According to a report from the National Pulse, researchers in the study were working on ways to manipulate the monkeypox virus using methods that have been flagged for creating “Contagious Pathogens”:
Researchers appeared to identify a portion of the monkeypox virus genome, enabling PCR tests to identify the virus, in the paper: “Efficient Assembly of a Large Fragment of Monkeypox Virus Genome as a qPCR Template Using Dual-Selection Based Transformation-Associated Recombination.”
Monkey pox viruses – referred to as “MPXVs” in the paper – have strains that are “more pathogenic and [have] been reported to infect humans in various parts of the world.”
“Quantitative polymerase chain reaction (qPCR) is the gold standard for the detection of orthopoxvirus (including MPXV). For pan-orthopoxviruses detection, the E9L (DNA polymerase) gene has been shown to be an excellent target for qPCR assays. For MPXV detection, Li et al. reported that the C3L (complement-binding protein) gene could be used as the qPCR target for the MPXV Congo Basin strain,” explained the paper before noting that China lacked sufficient genetic information on the virus for PCR detection:
“Since MPXV infection has never been associated with an outbreak in China, the viral genomic material required for qPCR detection is unavailable. In this report, we employed dual-selective TAR to assemble a 55-kb MPXV genomic fragment that encompasses E9L and C3L, two valuable qPCR targets for detecting MPXV or other orthopoxviruses.”

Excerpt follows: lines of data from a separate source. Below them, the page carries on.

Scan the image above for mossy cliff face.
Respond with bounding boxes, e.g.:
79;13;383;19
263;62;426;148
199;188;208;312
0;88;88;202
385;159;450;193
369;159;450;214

“The primary purpose of assembling a fragment of the MPXV genome is to provide a nucleotide template for MPXV detection,” reiterated the study, which relied on the process of transformation-associated recombination (TAR) to isolate a genomic fragment of the monkeypox virus.
The paper acknowledged that TAR “applied in virological research could also raise potential security concerns, especially when the assembled product contains a full set of genetic material that can be recovered into a contagious pathogen.”
“In this study, although a full-length viral genome would be the ideal reference template for detecting MPXV by qPCR, we only sought to assemble a 55-kb viral fragment, less than one-third of the MPXV genome. This assembly product is fail-safe by virtually eliminating any risk of recovering into an infectious virus while providing multiple qPCR targets for detecting MPXV or other Orthopoxviruses,” posited researchers.
Investigative journalist Sharyl Attkisson cites MedPage research that suggests that the monkeypox virus may have an increased transmissibility.